Letter warns of data breach
Ex-state workers notified of stolen JCOPE passwords
Former state employees got a surprise in their mail Saturday: a notice that their passwords to an old state financial disclosures site were stolen in a cyberattack.
The email addresses, usernames and passwords were taken from the Joint Commission On Public Ethics Legacy system, which was used for financial disclosures prior to 2015.
When the theft was discovered, all passwords to the current financial disclosures system were reset, the letter said.
“Nevertheless, we understand that it is common practice for individuals to use the same password across multiple websites and applications,” the letter said.
“As a result, we urge you to immediately change your password on any other sites on which this password may have been reused and to always utilize complex passwords that do not repeat across different platforms.”
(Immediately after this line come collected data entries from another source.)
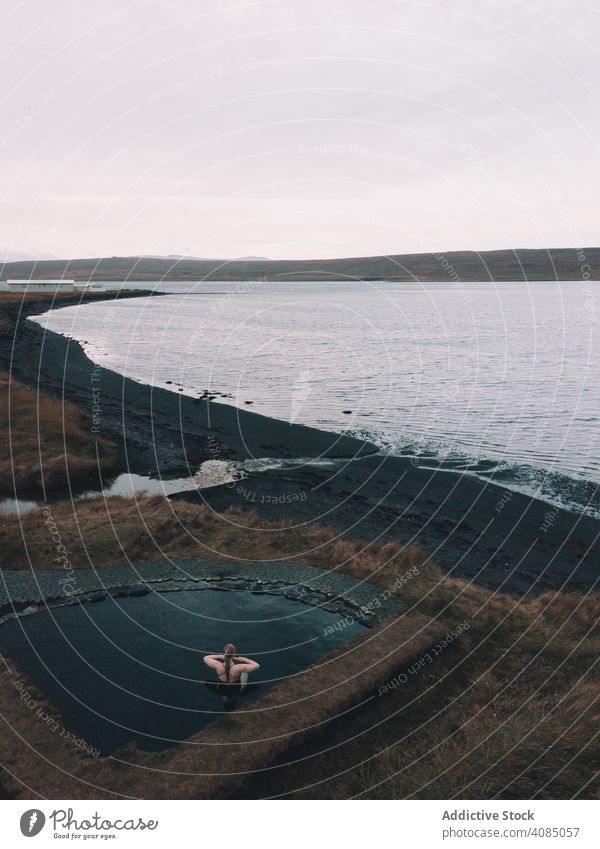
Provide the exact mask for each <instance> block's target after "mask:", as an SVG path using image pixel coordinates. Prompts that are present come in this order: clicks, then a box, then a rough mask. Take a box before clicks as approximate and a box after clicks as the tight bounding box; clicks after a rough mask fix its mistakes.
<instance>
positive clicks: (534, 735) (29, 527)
mask: <svg viewBox="0 0 600 849" xmlns="http://www.w3.org/2000/svg"><path fill="white" fill-rule="evenodd" d="M52 510H53V518H54V520H55V522H56V524H57V526H58V527H59V529H60V532H61V536H62V540H63V542H64V544H65V546H66V548H67V551H68V553H69V559H70V561H71V563H72V564H73V565H74V566H81V567H88V568H89V566H90V565H91V564H93V565H94V566H95V567H102V566H106V565H110V564H114V563H119V562H122V561H123V559H124V557H129V559H130V560H132V561H133V562H136V561H137V562H139V561H143V560H153V559H159V558H162V557H165V556H168V557H174V558H175V557H182V558H186V557H199V558H202V557H211V558H214V559H217V560H219V559H224V558H226V559H232V558H234V559H235V558H240V559H241V560H242V562H244V561H248V560H252V559H277V560H286V559H287V560H290V561H292V562H303V563H310V564H313V565H317V566H322V567H325V568H332V569H338V568H339V569H341V570H342V571H344V572H347V573H349V574H352V575H354V576H356V577H357V578H368V579H369V580H370V581H372V582H374V583H377V584H379V585H380V586H382V587H389V586H390V585H391V584H393V583H394V581H395V580H396V579H397V577H398V576H401V575H405V574H406V573H407V572H408V571H409V570H411V569H412V570H415V569H416V570H417V574H416V575H414V576H413V577H411V578H410V579H409V580H408V581H407V582H406V583H405V584H404V585H403V586H402V587H401V589H400V590H399V592H400V595H401V597H402V598H404V599H405V600H406V601H407V602H408V603H409V605H410V606H411V610H412V612H418V613H420V614H423V615H425V616H426V617H428V618H429V619H431V620H432V621H433V622H435V624H436V625H438V626H440V627H441V628H442V629H447V630H448V631H449V630H451V629H452V628H453V627H455V626H456V624H457V623H461V622H466V623H468V626H469V627H468V629H467V630H466V631H464V633H462V634H461V635H460V638H459V639H458V640H457V641H456V642H455V643H453V645H452V646H451V647H449V648H446V649H445V650H444V651H443V652H442V653H441V654H440V655H439V656H438V657H436V659H435V662H433V663H431V664H427V665H425V666H424V668H423V669H422V670H421V671H420V672H419V673H418V674H416V675H412V676H409V682H408V683H407V684H406V685H405V686H401V687H398V688H397V689H396V690H394V691H393V692H392V693H391V694H389V695H387V696H384V697H380V698H377V699H375V700H374V701H373V702H372V703H371V704H370V705H369V707H368V709H365V710H364V711H362V713H360V714H356V715H354V714H352V715H351V716H348V717H347V718H346V720H345V722H344V723H343V724H339V725H338V726H337V727H336V728H335V729H331V728H329V730H328V734H327V736H326V737H325V738H323V739H321V740H319V739H317V740H315V741H314V742H312V743H310V744H305V747H304V749H303V750H302V755H303V756H304V757H305V760H302V761H301V762H300V763H297V764H296V765H294V766H289V767H286V766H285V765H282V766H281V767H279V768H278V769H276V770H274V771H269V772H267V773H264V774H262V776H258V777H254V778H253V779H252V781H251V782H250V783H249V784H247V786H246V787H245V788H244V790H243V792H242V794H241V795H243V796H271V795H279V794H281V793H286V794H290V795H293V796H294V795H295V796H303V797H305V796H313V797H318V798H322V797H324V796H325V797H336V798H348V797H349V796H353V795H356V794H364V795H367V796H371V797H384V798H390V797H393V798H404V797H409V796H415V797H423V798H451V797H454V796H456V797H460V798H491V797H496V796H497V797H505V798H530V797H532V796H534V795H539V796H540V797H543V798H562V797H571V796H574V795H576V794H580V795H582V796H583V797H590V796H592V797H596V796H597V795H598V793H599V788H598V781H597V778H596V777H595V774H596V773H597V771H598V770H599V769H600V753H599V749H598V741H597V734H598V731H599V730H600V712H599V702H598V699H599V697H600V679H599V677H598V671H597V659H598V657H600V632H599V627H598V623H599V621H600V599H599V598H598V596H597V595H588V596H583V595H578V594H568V595H567V594H563V595H560V594H553V593H547V594H545V595H542V596H540V597H537V598H531V599H521V600H519V599H516V598H514V597H512V596H509V595H503V594H499V593H495V594H494V593H492V592H491V591H489V590H487V589H485V588H484V587H480V586H477V585H474V584H468V583H467V582H465V581H462V580H455V579H449V578H447V577H445V576H444V575H442V574H441V573H440V572H439V571H438V570H437V569H436V567H435V566H433V565H432V564H431V563H430V562H429V561H428V559H427V557H426V555H425V554H424V553H423V552H421V551H419V550H418V549H415V548H411V549H408V550H406V549H403V548H402V546H401V545H399V544H397V545H396V544H393V543H388V544H385V545H373V544H368V543H364V542H361V541H356V540H355V541H353V540H338V539H335V538H334V537H333V536H332V531H331V530H328V529H325V528H319V527H314V526H313V527H306V528H298V529H295V530H286V529H285V527H283V526H282V525H279V526H278V525H276V524H270V525H269V524H267V523H265V522H262V521H260V520H259V519H258V518H257V517H256V516H254V515H253V514H245V515H240V514H234V513H231V514H227V515H225V516H224V517H218V516H216V515H215V514H214V513H212V512H211V511H210V510H209V509H208V508H206V507H202V506H198V505H190V504H187V503H186V502H174V503H169V502H167V501H166V500H165V499H163V498H161V497H148V498H142V499H138V500H137V502H136V501H135V500H133V499H131V500H130V499H119V498H113V499H110V500H108V501H107V502H106V503H105V502H104V501H103V500H102V499H94V500H88V501H84V502H79V503H76V504H75V505H72V504H70V503H62V504H57V505H55V506H54V507H53V508H52ZM41 519H42V517H41V514H40V513H39V512H38V511H34V512H33V513H29V514H27V515H25V516H22V517H21V520H20V521H21V523H22V526H23V533H24V536H25V539H26V540H27V549H28V552H26V551H25V548H24V544H23V542H22V541H19V540H20V532H19V529H18V522H19V520H18V519H17V518H16V517H8V518H7V521H6V522H5V527H4V528H3V530H2V534H1V536H0V544H1V545H2V550H3V552H4V555H5V558H4V560H5V565H6V566H8V567H12V568H26V567H27V566H28V560H29V557H31V562H32V563H33V565H34V567H37V568H50V567H51V566H52V563H51V561H52V554H53V550H52V543H51V541H50V540H49V539H48V538H47V537H46V535H45V534H44V528H43V524H42V521H41ZM83 541H85V546H84V544H83ZM350 740H351V741H352V742H348V741H350ZM324 748H326V749H329V751H328V752H322V751H321V750H322V749H324ZM336 776H337V777H336ZM302 788H303V789H302Z"/></svg>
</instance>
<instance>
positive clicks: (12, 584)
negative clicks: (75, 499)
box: [0, 560, 406, 628]
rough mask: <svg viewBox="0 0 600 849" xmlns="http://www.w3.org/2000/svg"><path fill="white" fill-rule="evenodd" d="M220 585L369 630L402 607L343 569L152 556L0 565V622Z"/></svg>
mask: <svg viewBox="0 0 600 849" xmlns="http://www.w3.org/2000/svg"><path fill="white" fill-rule="evenodd" d="M181 590H188V591H202V590H226V591H234V592H236V591H242V592H251V593H255V594H268V595H283V596H285V598H288V599H291V600H293V601H299V602H301V603H303V604H307V605H311V606H314V607H320V608H322V609H323V610H327V611H329V612H330V613H339V614H340V615H341V616H349V617H350V618H352V619H353V621H356V622H358V623H359V624H361V625H364V626H366V627H368V628H372V627H373V626H374V625H375V623H376V622H377V621H378V620H379V619H381V618H382V617H389V616H399V615H400V614H401V613H403V612H404V611H405V610H406V605H405V604H404V603H403V602H402V600H401V599H400V598H398V596H397V595H396V594H395V591H394V590H393V589H388V590H385V589H383V588H381V587H378V586H376V585H375V584H371V583H369V582H368V581H357V580H356V579H353V578H351V577H350V576H349V575H346V574H344V573H342V572H339V571H336V572H328V571H326V570H323V569H319V568H317V567H315V566H303V565H293V564H290V563H282V562H277V561H273V562H271V561H252V562H248V563H244V564H239V563H231V562H229V563H218V562H215V561H212V560H172V561H162V560H159V561H152V562H149V563H141V564H136V565H135V566H133V565H132V566H115V567H104V568H102V569H101V570H93V569H77V570H71V571H70V572H69V573H66V574H65V573H64V572H60V571H56V570H48V571H36V572H23V571H16V570H14V571H13V570H0V627H1V625H2V624H3V623H4V622H6V621H8V620H9V619H13V618H15V617H21V616H29V615H33V614H35V613H38V612H42V611H44V610H46V609H48V608H52V607H62V606H65V605H73V604H82V603H92V602H98V601H104V600H105V599H107V598H121V597H134V596H142V595H146V594H148V593H150V592H178V591H181Z"/></svg>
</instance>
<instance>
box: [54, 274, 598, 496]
mask: <svg viewBox="0 0 600 849" xmlns="http://www.w3.org/2000/svg"><path fill="white" fill-rule="evenodd" d="M138 287H140V288H148V284H138ZM157 288H161V289H162V290H163V291H164V290H168V291H169V292H171V293H172V294H169V295H168V296H166V297H163V298H148V299H142V300H140V299H135V300H123V301H118V302H114V303H104V304H103V303H99V304H88V305H84V306H78V307H70V308H67V309H63V310H57V311H54V312H52V313H50V314H47V315H45V316H44V317H42V318H41V319H40V321H41V323H43V325H44V326H46V327H48V328H50V329H52V330H55V331H58V332H61V333H64V334H67V335H69V336H71V337H73V338H75V339H78V340H79V341H81V342H83V343H84V345H85V347H86V350H87V352H88V354H89V355H90V356H91V357H92V358H93V359H94V360H96V361H97V362H99V363H100V364H101V365H103V366H105V367H108V368H112V369H114V370H116V371H119V372H122V373H124V374H126V375H127V376H129V377H131V378H134V379H136V380H139V381H143V382H148V383H152V384H154V385H158V386H166V387H167V388H170V389H173V390H175V391H177V390H178V389H179V388H182V389H183V391H185V392H186V393H188V394H191V395H197V394H198V393H202V392H203V391H205V390H208V391H210V392H214V393H215V394H216V395H218V397H219V400H221V401H225V402H226V403H231V404H235V405H237V406H240V407H244V406H246V405H248V407H249V409H252V410H255V411H256V412H260V413H264V414H266V415H269V416H274V417H277V418H280V419H285V420H289V421H296V422H301V423H304V424H310V425H314V426H316V427H321V428H326V429H329V430H336V431H350V432H352V433H356V434H358V435H363V436H365V437H367V438H369V439H371V440H373V441H375V442H377V443H378V444H379V445H380V446H382V448H384V449H385V450H389V451H392V452H394V453H399V454H411V455H419V457H420V461H421V462H424V463H433V464H436V465H438V464H441V465H442V466H445V467H447V468H449V469H460V470H464V469H467V470H469V471H471V472H472V473H473V474H478V475H487V474H489V473H490V472H491V471H494V473H495V474H496V476H498V475H500V476H501V478H502V479H503V480H504V482H505V483H506V484H507V485H508V486H514V487H515V488H520V489H525V490H527V491H531V492H535V493H537V494H538V495H542V496H543V497H545V498H547V499H548V500H550V501H556V500H558V501H560V502H561V503H564V504H567V505H569V506H571V507H572V508H574V509H585V510H586V511H587V512H594V511H595V510H597V508H598V501H597V493H596V485H597V484H598V483H599V482H600V450H599V449H600V446H599V430H598V422H599V401H600V370H599V369H598V363H599V362H600V342H599V335H598V328H597V318H598V315H599V313H600V284H599V283H594V282H592V283H586V284H584V283H580V282H573V283H555V282H552V283H530V284H525V283H501V284H491V283H469V284H453V283H428V284H418V283H411V284H407V283H384V282H378V283H372V284H371V283H360V282H358V283H355V282H351V283H347V282H343V283H331V282H327V283H324V282H313V283H261V282H257V281H249V282H246V283H241V284H236V283H205V282H204V283H195V284H193V283H190V284H180V283H177V284H162V286H158V287H157ZM167 381H171V383H168V382H167ZM248 402H251V405H250V404H248Z"/></svg>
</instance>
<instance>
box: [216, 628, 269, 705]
mask: <svg viewBox="0 0 600 849" xmlns="http://www.w3.org/2000/svg"><path fill="white" fill-rule="evenodd" d="M223 652H224V653H223V654H207V655H206V656H205V658H204V663H205V664H206V665H207V666H209V667H210V668H211V669H214V670H215V672H216V673H217V677H218V679H219V683H218V684H217V685H214V684H213V685H208V686H210V689H211V690H212V689H216V691H217V692H218V693H219V694H220V695H221V696H223V704H224V705H225V707H226V708H227V709H229V710H231V709H232V708H234V707H235V702H236V698H237V696H238V695H241V694H242V693H243V692H244V690H246V689H247V688H248V675H249V674H250V673H251V672H256V670H257V669H260V663H257V662H256V661H255V660H250V658H249V657H242V656H241V655H236V653H235V646H234V645H233V644H232V643H227V645H226V646H225V648H224V649H223Z"/></svg>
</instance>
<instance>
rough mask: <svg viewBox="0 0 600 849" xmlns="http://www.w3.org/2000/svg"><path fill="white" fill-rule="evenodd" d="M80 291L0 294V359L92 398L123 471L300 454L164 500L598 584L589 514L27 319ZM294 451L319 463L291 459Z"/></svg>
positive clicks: (510, 580) (36, 391)
mask: <svg viewBox="0 0 600 849" xmlns="http://www.w3.org/2000/svg"><path fill="white" fill-rule="evenodd" d="M111 295H112V296H113V297H119V296H120V297H147V296H148V295H149V293H148V292H134V293H127V295H122V294H119V293H115V294H113V293H102V297H99V298H98V300H107V299H110V298H111ZM154 296H157V297H159V296H160V295H159V294H158V293H157V294H155V295H154ZM80 302H82V301H81V298H79V297H76V298H73V299H64V300H63V299H61V300H60V302H50V304H49V302H48V301H47V300H46V301H44V300H42V299H39V300H38V299H35V298H31V296H30V298H29V299H27V300H24V301H23V302H22V303H15V304H12V305H10V304H9V305H4V313H5V314H6V313H8V314H9V315H8V317H9V320H12V321H14V324H15V327H16V329H17V331H18V332H17V334H16V338H15V340H14V347H13V344H12V343H13V340H12V339H11V338H9V339H8V343H9V344H7V340H6V339H3V340H2V343H1V344H0V366H1V368H2V369H3V370H7V371H10V373H11V374H12V376H13V377H14V378H15V379H16V380H17V381H19V382H21V383H24V384H25V385H26V386H28V387H29V388H32V389H34V390H35V391H36V392H38V393H40V394H42V395H52V396H53V397H55V398H60V399H61V400H63V399H64V400H70V401H73V402H74V403H75V404H77V405H78V406H79V407H80V408H81V409H82V410H83V412H84V413H86V414H87V415H88V417H89V418H90V420H92V406H93V399H94V398H95V399H96V401H97V403H96V406H97V407H98V408H99V410H98V413H99V416H98V417H97V418H96V419H95V420H94V421H95V422H96V426H97V427H98V428H99V431H98V434H99V436H103V437H108V438H110V439H112V440H113V441H115V442H116V443H117V447H118V450H119V458H120V462H121V465H122V472H129V473H134V474H140V475H149V476H151V477H157V478H162V479H168V478H172V477H177V476H186V475H192V474H194V473H195V472H196V471H197V469H198V468H199V466H200V465H201V463H202V462H204V461H206V460H245V459H252V458H254V457H271V458H273V459H298V460H299V462H300V465H299V466H298V467H285V468H280V469H271V470H267V471H263V472H260V473H254V474H249V475H248V476H247V477H245V478H243V479H241V480H239V481H234V482H232V483H229V484H222V485H219V486H214V487H210V488H207V489H203V490H199V491H195V492H181V493H175V494H173V495H170V496H169V498H170V500H172V501H181V500H185V501H192V502H196V503H204V504H207V505H208V506H210V507H211V508H212V509H213V510H215V511H216V512H219V513H220V512H223V511H225V510H227V509H230V508H234V509H237V510H238V511H241V512H244V511H247V510H252V511H254V512H256V513H257V514H258V515H259V517H261V518H264V519H268V520H270V521H278V520H281V521H283V522H285V523H286V525H288V524H289V525H291V526H294V525H311V524H318V525H324V526H325V527H327V528H329V529H331V530H332V531H333V532H335V533H336V534H339V535H340V536H342V537H355V538H361V539H365V540H368V541H371V542H373V541H387V540H395V541H401V542H402V543H403V544H405V545H407V546H408V545H418V546H421V547H422V548H424V549H425V550H426V551H427V552H428V554H429V556H430V557H431V559H432V560H433V561H434V562H435V563H437V564H438V565H439V566H440V567H441V568H442V569H443V570H444V571H445V572H446V573H448V574H449V575H451V576H452V577H462V578H467V579H469V580H473V581H476V582H477V583H481V584H483V585H485V586H487V587H490V588H492V589H496V590H500V589H501V590H502V591H504V592H509V593H515V594H525V593H534V594H538V593H541V592H543V591H545V590H563V589H566V590H586V591H587V590H591V589H592V588H595V587H596V585H597V578H598V571H597V565H596V564H597V563H598V562H600V557H599V556H598V555H599V554H600V546H599V543H598V536H599V532H600V522H598V521H597V520H595V519H593V518H591V517H589V516H586V515H584V514H577V513H572V512H571V511H569V510H567V509H565V508H558V507H552V506H551V505H549V504H548V503H547V502H545V501H541V500H539V499H536V498H533V497H530V496H527V495H525V494H523V493H520V492H518V491H516V490H511V489H508V488H507V487H506V486H504V485H503V484H501V483H494V481H493V477H492V479H491V480H490V481H487V482H486V481H482V480H481V479H478V478H476V477H474V476H472V475H469V474H468V473H467V474H465V473H457V472H452V473H450V472H448V471H445V470H441V471H440V470H432V469H429V468H424V467H419V466H418V464H415V461H414V459H409V458H405V457H395V456H391V455H382V454H380V453H378V450H377V448H376V447H375V446H373V445H371V444H369V443H366V442H363V441H361V440H359V439H356V438H353V437H346V436H341V435H339V434H334V433H328V432H325V431H320V430H317V429H315V428H310V427H306V426H303V425H297V424H293V425H290V424H289V423H287V422H281V421H279V420H277V419H270V418H267V417H265V416H262V415H260V414H257V413H254V412H251V411H247V410H241V409H239V408H237V407H234V406H232V405H227V404H220V403H218V402H215V401H211V400H207V399H206V398H200V397H199V398H192V397H190V396H188V395H184V394H182V393H177V392H172V391H170V390H167V389H162V388H157V387H153V386H151V385H148V384H142V383H137V382H136V381H133V380H131V379H129V378H126V377H124V376H122V375H119V374H117V373H116V372H113V371H110V370H108V369H104V368H103V367H102V366H98V365H96V364H95V363H93V362H92V361H91V360H90V359H89V357H88V356H87V355H86V354H85V352H84V350H83V347H82V346H81V345H80V344H79V343H78V342H76V341H74V340H72V339H69V338H67V337H64V336H61V335H59V334H56V333H54V332H52V331H48V330H44V329H43V328H42V327H40V326H39V325H38V324H37V323H35V322H30V321H27V320H26V319H27V317H28V316H30V315H34V314H39V313H40V312H45V311H47V310H48V308H50V309H53V308H60V307H61V306H71V305H73V304H74V303H80ZM7 306H8V307H9V309H8V310H6V307H7ZM11 307H12V309H11ZM92 385H93V386H94V395H93V394H92ZM306 457H311V458H319V457H322V458H327V459H328V460H329V461H331V462H330V463H328V464H327V466H326V467H324V466H318V465H303V464H302V463H301V460H302V458H306ZM332 467H333V468H332ZM100 484H104V485H106V481H100Z"/></svg>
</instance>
The letters were signed by commission Executive Director Sanford Berland, who offered an apology for the inconvenience and said the agency is taking steps to reduce the chance of another “security incident.”
The spokesman for former Gov. Andrew M. Cuomo was among those who received the letter. On Twitter, he immediately criticized the commission, asking if this breach is connected to another that happened earlier this year.
In a February attack, a web server containing the state’s filing systems for lobbying and financial disclosures had to be taken offline. At the time, officials said they didn’t yet know if user information was accessed.
At the time, JCOPE said, "The systems were taken down as a precaution earlier this week by the State Office of Information Technology Services ... when it received an alert of suspicious activity on that web server.”
The letter some people received about the recent compromised passwords was dated May 27, 2022.